In judo the anaerobic system contributes in short ‘all-out’ performances under the match and both the aerobic effect and capacity is important, because they can help the athletes sustain a higher intensity under the whole match, but also delay the accumulation of metabolites connected with the fatigue process.
In a study from Julio and colegues from 2017 could show the difference in energy contribution under simulated judomatches. Under these matches the oxidative energy system contributed with 70 % of the total energy under the whole match, while the glycolytic system contributed with 8 % of the total energy, and the ATP-PCr system contributed with 21 % of the energy.
The usage of the ATP-PCr energy system had a higer contrubution compared with the glycolytic system for the first 3 minutes of the match. Under the whole match the oxidative energy system then increased from 50% to 81 % of the total energy, while the ATP-PCr decresed from 40 to 12 % and and the glycolytic system was maintained between 6 and 10 %.
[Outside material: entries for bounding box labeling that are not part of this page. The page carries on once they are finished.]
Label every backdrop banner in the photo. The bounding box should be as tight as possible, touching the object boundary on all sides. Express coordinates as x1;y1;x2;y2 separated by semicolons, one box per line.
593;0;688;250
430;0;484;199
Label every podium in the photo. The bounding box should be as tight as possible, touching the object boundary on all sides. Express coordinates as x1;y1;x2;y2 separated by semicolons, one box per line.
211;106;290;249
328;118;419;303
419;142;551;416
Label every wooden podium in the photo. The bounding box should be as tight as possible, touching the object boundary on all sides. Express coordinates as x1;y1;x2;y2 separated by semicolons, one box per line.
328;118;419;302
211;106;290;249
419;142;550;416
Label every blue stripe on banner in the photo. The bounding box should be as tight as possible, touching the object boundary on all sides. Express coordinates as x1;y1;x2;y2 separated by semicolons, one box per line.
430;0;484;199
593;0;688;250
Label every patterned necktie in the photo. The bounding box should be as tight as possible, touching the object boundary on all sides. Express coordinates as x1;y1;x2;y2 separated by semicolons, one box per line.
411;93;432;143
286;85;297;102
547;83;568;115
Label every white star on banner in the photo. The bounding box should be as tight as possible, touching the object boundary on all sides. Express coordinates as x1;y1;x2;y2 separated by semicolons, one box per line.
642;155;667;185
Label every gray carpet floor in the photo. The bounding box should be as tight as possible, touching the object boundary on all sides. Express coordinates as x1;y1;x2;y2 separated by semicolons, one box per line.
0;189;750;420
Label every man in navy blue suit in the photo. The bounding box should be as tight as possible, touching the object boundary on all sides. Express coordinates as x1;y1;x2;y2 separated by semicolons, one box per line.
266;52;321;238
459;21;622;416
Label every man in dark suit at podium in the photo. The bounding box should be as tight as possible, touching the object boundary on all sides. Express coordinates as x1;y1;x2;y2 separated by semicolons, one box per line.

Under the judomatches the athletes had a higher usage of V̇O2 under the match in the resting periods rather then under the effort periods. This could be a resulult of the energy supply from ATP-PCr is limited, and the accumulation of metabolites due to the activiation of glycolytic metabolism can’t recover under the short resting periods. The increase of the oxidative energetic system could then be a response to the lack of restoring the other two systems in the short resting periods
As mentiond before in 1995 the sicentist Gariod with colegues did find with both video analysis and physiological testing that there are two types of judo fighter, the endurance fighters and the explosive fighters. Their findings from video analysis showed that the explosive fighters were more eager to win at the beginning of the match and the endurance fighter winning rather at the end of the match. The physiological findings then showed that the endurance fighter had 15,7 % higher VO2max, took half the time (~50 seconds) to recover PCr than the explosive fighters, and could work 30,9 % longer before reaching fifty percent power loss. On the other hand the explosive fighter could perform 11 % higher values for relative peak power at wingate test. This result could then reflect on the type of tactics the both fighters would use during fights where the explosive fighter will rely on a quick, precise and explosive technique and not be so dynamic in the fight. On the other hand the endurance fighter will be more dynamic and have a higher frequency of techniques.
The study from Franchini and associates from 2011 shows that there were good correlation between peak power 66 % and mean power 68 % at upper body wingate test and the amount of matches won at high level competitions, there is also a strong correlation between performance in two repeated Wingate test 76 % and the number of attacks performed under simulated judo matches. This could be due to the physical demand that judo puts on the upper body, especially on the anaerobic energetic system.